Во времена Грибоедова строгие папаши грозили своим дочкам за легкомысленное поведение ссылкой «в деревню! в глушь! в Саратов!». С тех пор Саратов рос да рос, но память об этих временах еще не стиралась у седых старожилов.
«Тоже город! — ворчливо говорил про него наш дед со стороны мачехи. Давно ли выскочил из грязи, да в князи!».
Он не знал, что еще десяток-другой лет, и Саратов начнет претендовать на звание «столицы Поволжья».
В Саратове был в мое время уже вполне прилично выглядевший городской «центр» вокруг отличного бульвара, получившего, в связи с характером главных древесных насаждений, имя Липок; когда липы цвели, он был полон самых нежных благоуханий. К Липкам примыкала сеть главных четырех-пяти улиц, изобиловавших очень приличными магазинами: «таких магазинов не постыдилась бы и Москва!» хвалилась одна из моих квартирных хозяек. Самая бойкая из этих улиц, наподобие Немецкой слободы в Москве допетровской эпохи, называлась, конечно, Немецкой. В эпоху первой мировой войны городская дума, застыдившись этого имени, превратила ее в Скобелевскую, а после 1917 года дух времени сделал ее Улицей Революции. Но дальше в глубь городской периферии блеск центра неудержимо всё тускнел и тускнел. Его сменяли сначала обычная провинциальная заурядность улиц и построек, а дальше заурядность переходила в захудалость; наконец, всё завершали Горки, где друг к другу причудливо лепились совершенно убогие лачуги неведомо чем промышляющей мещанской бедноты. На этом общем фоне городской центр, происхождения сравнительно недавнего, производил впечатление откуда-то добытого куска парчи, вшитого комично яркою заплатою в рубище полунищего. Конечно, он был предметом специальных забот городской думы, купечески-домовладельческой, державшей окраины города в полном загоне.
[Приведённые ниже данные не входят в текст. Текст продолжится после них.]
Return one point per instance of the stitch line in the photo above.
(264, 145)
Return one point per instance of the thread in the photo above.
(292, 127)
Частью этой ярко выделяющейся парчевой заплаты являлась и наша гимназия. Было похоже, что остальной город еще не вполне освоился с ее существованием особенно с блестящими пуговицами гимназических шинелей, в темноте полуосвещенных улиц походивших на офицерские, и с замысловатыми кокардами на фуражках. Когда я достиг старших классов, сколько раз случались со мной анекдотические инциденты на этой почве! Бывало, повстречаешься вечером на какой-нибудь из более глухих улиц с кучкой солдат. Захмелевшие, шумные голоса их вдруг приумолкают, фигуры приосаниваются, начинают вышагивать в ногу, явно готовясь окаменеть, чтобы отдавать честь, — и «есть глазами начальство». И вдруг, разглядев поближе, разражаются неудержимым хохотом «до животиков» и пеняют друг друга: «вот те и на, нашел офицеров — так, чорт-зна што, дермо гимназическое!». Бывало, вслед нам летели и трехэтажные напутствия, а иные хмурые серые шинели порывались и грозились выместить на нас свой испуг кулаком.